17 years after Batla House encounter: Jamia students questioning point-blank shooting face police's heavy hand
text_fieldsRemembering the 2008 Batla House encounter that killed two Muslim youths after branding them as Indian Mujahideen members, the All India Students’ Association (AISA) alleged that their peaceful protest inside the Jamia Millia Islamia campus was met with the heavy hand of the Delhi Police in connivance with the university administration, as female students were also dragged, manhandled, and detained, while the whereabouts of several detainees remain unknown.
The march, organised under the banner “Insaf Mashaal Juloos,” moved from the Central Canteen towards Gate No. 7 but was abruptly halted when security forces, supported by the university’s own guards, blocked students and allowed the police to pull them out of the campus, according to Maktoob Media.
AISA leaders and several activists were detained in the process, with students reporting that female protesters were grabbed roughly, their clothes torn, and in one case, a hijab-clad student was dragged away by women guards. Others alleged that the gate was deliberately left open, providing the police easy access to snatch demonstrators, and some recalled being detained even inside the campus.
For the student activists, the crackdown symbolised more than just a policing measure, as their experience of being beaten, pulled by the hair, and shoved into vehicles deepened their conviction that neither the government nor the university wished for the scant remembrance of the Batla House incident to survive.
The protest revived focus on the Batla House encounter, which remains deeply controversial even seventeen years later. Conducted on 19 September 2008 during Ramadan, the Delhi Police Special Cell stormed a flat in the Batla House locality, claiming it was harbouring Indian Mujahideen operatives linked to the Delhi serial blasts.
In the ensuing operation, 24-year-old Jamia student Atif Amin and 17-year-old Jamia School aspirant Mohammad Sajid were killed, while Inspector Mohan Chand Sharma also lost his life. Although the police declared the operation genuine, demands for an impartial judicial enquiry arose immediately, yet none has been ordered to this day.
Civil rights organisations, including PUDR, PUCL, Jan Hastakshep, APCR, JTSA, and FDI questioned the official narrative through fact-finding reports that pointed to grave inconsistencies. Sajid’s wounds on the top of his head suggested execution, Atif’s back bore peeled skin indicating torture, and both bodies carried blunt injuries inconsistent with a crossfire.

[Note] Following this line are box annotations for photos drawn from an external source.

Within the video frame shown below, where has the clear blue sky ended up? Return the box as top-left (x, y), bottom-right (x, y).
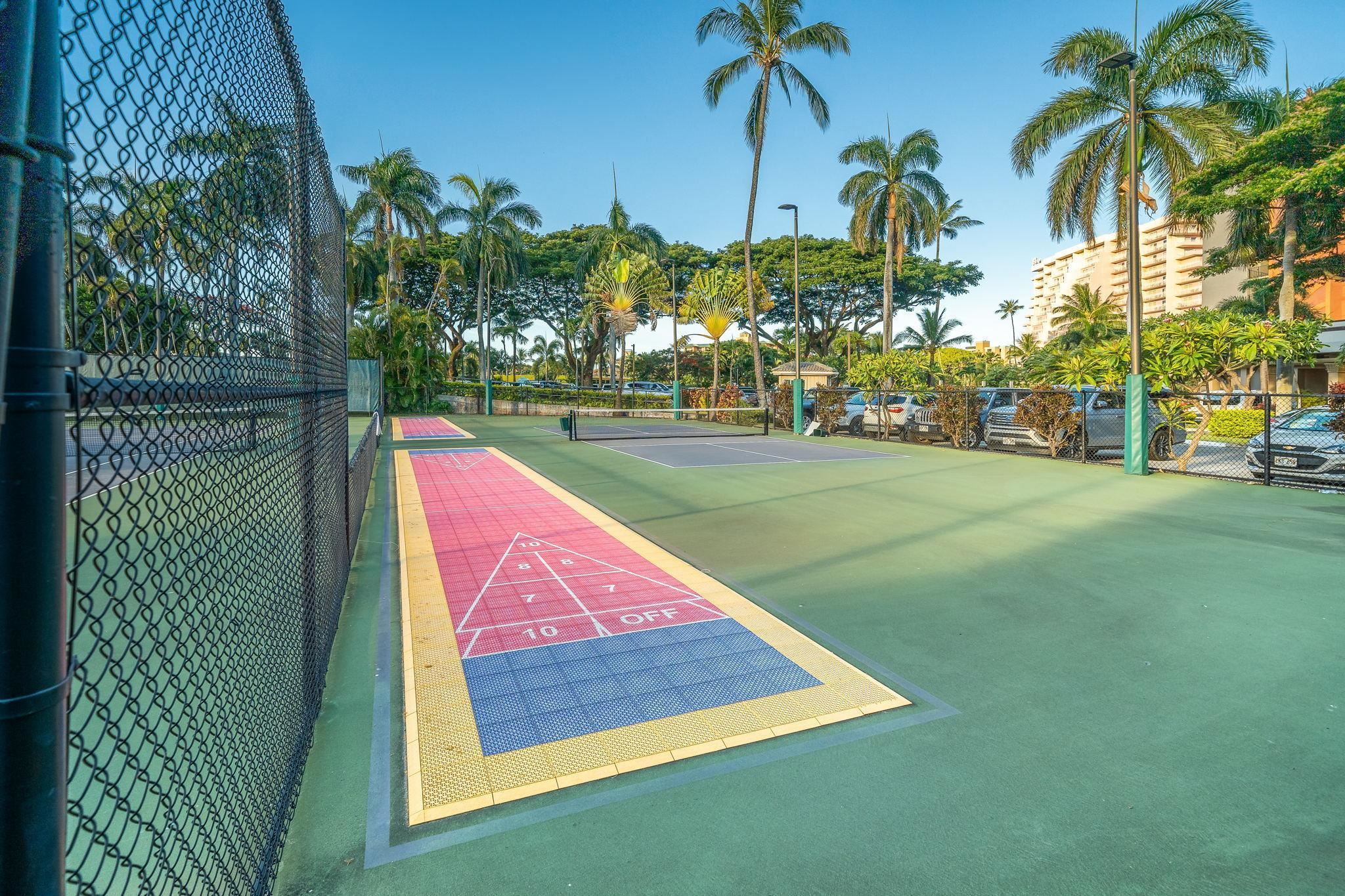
top-left (286, 0), bottom-right (1345, 347)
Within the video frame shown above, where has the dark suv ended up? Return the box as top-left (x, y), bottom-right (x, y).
top-left (984, 387), bottom-right (1186, 461)
top-left (904, 387), bottom-right (1028, 447)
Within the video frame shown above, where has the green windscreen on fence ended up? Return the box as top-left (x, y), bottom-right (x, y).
top-left (345, 357), bottom-right (382, 414)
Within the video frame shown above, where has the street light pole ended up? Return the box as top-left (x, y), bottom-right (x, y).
top-left (1099, 51), bottom-right (1149, 475)
top-left (780, 203), bottom-right (803, 435)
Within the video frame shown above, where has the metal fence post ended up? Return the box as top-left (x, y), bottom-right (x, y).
top-left (0, 0), bottom-right (37, 426)
top-left (1078, 393), bottom-right (1088, 463)
top-left (0, 0), bottom-right (76, 896)
top-left (1262, 393), bottom-right (1271, 485)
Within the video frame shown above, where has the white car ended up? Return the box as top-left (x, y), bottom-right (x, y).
top-left (864, 393), bottom-right (921, 438)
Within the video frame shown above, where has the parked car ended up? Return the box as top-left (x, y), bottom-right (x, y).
top-left (864, 394), bottom-right (920, 438)
top-left (984, 387), bottom-right (1186, 461)
top-left (625, 380), bottom-right (672, 395)
top-left (801, 385), bottom-right (862, 427)
top-left (905, 387), bottom-right (1029, 446)
top-left (833, 393), bottom-right (871, 435)
top-left (1246, 407), bottom-right (1345, 485)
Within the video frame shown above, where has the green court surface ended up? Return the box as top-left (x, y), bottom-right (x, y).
top-left (277, 416), bottom-right (1345, 896)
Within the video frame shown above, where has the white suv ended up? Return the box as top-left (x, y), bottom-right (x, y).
top-left (864, 393), bottom-right (921, 438)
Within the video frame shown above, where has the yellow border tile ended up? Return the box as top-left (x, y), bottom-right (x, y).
top-left (393, 448), bottom-right (910, 825)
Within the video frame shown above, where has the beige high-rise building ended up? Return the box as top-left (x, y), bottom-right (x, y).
top-left (1019, 215), bottom-right (1246, 343)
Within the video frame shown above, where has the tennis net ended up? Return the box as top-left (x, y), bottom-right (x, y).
top-left (569, 407), bottom-right (771, 442)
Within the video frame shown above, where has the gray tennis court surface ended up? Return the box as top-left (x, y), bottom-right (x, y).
top-left (589, 435), bottom-right (908, 467)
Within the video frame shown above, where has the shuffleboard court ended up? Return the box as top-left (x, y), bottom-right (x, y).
top-left (393, 416), bottom-right (476, 442)
top-left (395, 447), bottom-right (910, 825)
top-left (592, 435), bottom-right (909, 467)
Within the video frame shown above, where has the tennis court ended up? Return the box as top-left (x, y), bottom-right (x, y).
top-left (278, 416), bottom-right (1345, 896)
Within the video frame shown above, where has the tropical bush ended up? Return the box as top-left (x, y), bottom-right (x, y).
top-left (812, 388), bottom-right (850, 433)
top-left (1013, 388), bottom-right (1083, 457)
top-left (1205, 407), bottom-right (1266, 439)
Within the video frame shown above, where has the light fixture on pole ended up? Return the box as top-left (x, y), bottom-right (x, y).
top-left (1097, 50), bottom-right (1149, 475)
top-left (780, 203), bottom-right (803, 435)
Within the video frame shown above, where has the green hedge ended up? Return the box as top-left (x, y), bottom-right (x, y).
top-left (439, 381), bottom-right (672, 408)
top-left (1205, 408), bottom-right (1266, 439)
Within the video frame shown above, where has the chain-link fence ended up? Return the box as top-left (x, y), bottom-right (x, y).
top-left (831, 387), bottom-right (1345, 492)
top-left (49, 0), bottom-right (352, 895)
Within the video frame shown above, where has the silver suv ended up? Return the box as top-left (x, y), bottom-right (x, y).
top-left (986, 387), bottom-right (1186, 461)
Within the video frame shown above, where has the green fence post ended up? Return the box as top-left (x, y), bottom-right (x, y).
top-left (792, 377), bottom-right (803, 435)
top-left (0, 0), bottom-right (72, 896)
top-left (1126, 373), bottom-right (1149, 475)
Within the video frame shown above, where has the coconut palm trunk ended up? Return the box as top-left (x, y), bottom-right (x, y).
top-left (742, 66), bottom-right (771, 407)
top-left (1275, 196), bottom-right (1298, 393)
top-left (882, 191), bottom-right (897, 353)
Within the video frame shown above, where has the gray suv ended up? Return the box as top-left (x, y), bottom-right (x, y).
top-left (986, 387), bottom-right (1186, 461)
top-left (904, 387), bottom-right (1030, 446)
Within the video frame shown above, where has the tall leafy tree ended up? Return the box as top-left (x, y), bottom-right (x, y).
top-left (1010, 0), bottom-right (1271, 242)
top-left (1050, 284), bottom-right (1126, 345)
top-left (437, 175), bottom-right (542, 383)
top-left (924, 198), bottom-right (986, 312)
top-left (996, 298), bottom-right (1022, 345)
top-left (901, 308), bottom-right (971, 368)
top-left (695, 0), bottom-right (850, 407)
top-left (838, 127), bottom-right (948, 352)
top-left (1176, 79), bottom-right (1345, 389)
top-left (338, 146), bottom-right (440, 303)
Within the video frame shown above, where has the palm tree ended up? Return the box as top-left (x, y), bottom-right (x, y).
top-left (338, 146), bottom-right (440, 295)
top-left (437, 175), bottom-right (542, 383)
top-left (678, 267), bottom-right (748, 407)
top-left (924, 198), bottom-right (986, 312)
top-left (838, 127), bottom-right (947, 352)
top-left (695, 0), bottom-right (850, 407)
top-left (584, 254), bottom-right (671, 407)
top-left (1050, 284), bottom-right (1126, 345)
top-left (901, 308), bottom-right (971, 368)
top-left (527, 336), bottom-right (565, 379)
top-left (996, 298), bottom-right (1022, 344)
top-left (168, 95), bottom-right (293, 351)
top-left (86, 171), bottom-right (203, 357)
top-left (1009, 333), bottom-right (1042, 357)
top-left (1010, 0), bottom-right (1271, 242)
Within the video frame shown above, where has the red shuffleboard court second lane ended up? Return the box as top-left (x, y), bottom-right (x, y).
top-left (410, 449), bottom-right (726, 660)
top-left (393, 416), bottom-right (475, 439)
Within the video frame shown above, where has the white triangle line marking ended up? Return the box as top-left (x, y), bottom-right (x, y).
top-left (453, 533), bottom-right (522, 633)
top-left (463, 629), bottom-right (484, 660)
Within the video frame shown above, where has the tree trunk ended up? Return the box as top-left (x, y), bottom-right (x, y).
top-left (1275, 196), bottom-right (1298, 393)
top-left (882, 191), bottom-right (897, 354)
top-left (710, 340), bottom-right (720, 407)
top-left (476, 254), bottom-right (489, 385)
top-left (742, 66), bottom-right (771, 408)
top-left (933, 230), bottom-right (943, 317)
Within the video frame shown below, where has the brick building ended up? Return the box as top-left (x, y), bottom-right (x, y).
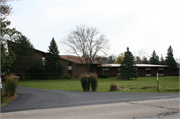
top-left (7, 42), bottom-right (179, 78)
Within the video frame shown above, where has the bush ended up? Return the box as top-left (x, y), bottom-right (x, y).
top-left (89, 74), bottom-right (98, 91)
top-left (5, 74), bottom-right (18, 96)
top-left (110, 82), bottom-right (119, 91)
top-left (80, 74), bottom-right (88, 91)
top-left (98, 74), bottom-right (109, 78)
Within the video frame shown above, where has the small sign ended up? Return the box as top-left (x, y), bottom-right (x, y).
top-left (0, 78), bottom-right (2, 88)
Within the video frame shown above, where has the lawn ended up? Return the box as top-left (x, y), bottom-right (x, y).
top-left (18, 76), bottom-right (179, 93)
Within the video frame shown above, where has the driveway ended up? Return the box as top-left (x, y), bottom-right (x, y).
top-left (1, 86), bottom-right (179, 112)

Critics also highlighted the implausibility of two suspects escaping from a flat with only one exit, while noting that Inspector Sharma had entered without a bulletproof vest despite intelligence warnings. Despite these concerns, the National Human Rights Commission in 2009 accepted the police version without conducting its own investigation.
Further doubts were raised when RTI applications revealed post-mortem reports confirming that Atif and Sajid suffered blunt force assaults before being shot, and inconsistencies persisted in the placement of bullet wounds, particularly the fact that all of Sajid’s entry wounds were on his back. These findings suggested the possibility of torture and execution, strengthening suspicions that the encounter was staged rather than an open exchange of fire.
The impact of the encounter extended far beyond the two deaths, as it reshaped the lives of Muslim students across Delhi, particularly those of Jamia Millia Islamia. Several Muslim youths were rounded up, interrogated, or detained in the weeks that followed, with their families stigmatised, careers disrupted, and futures left in ruins.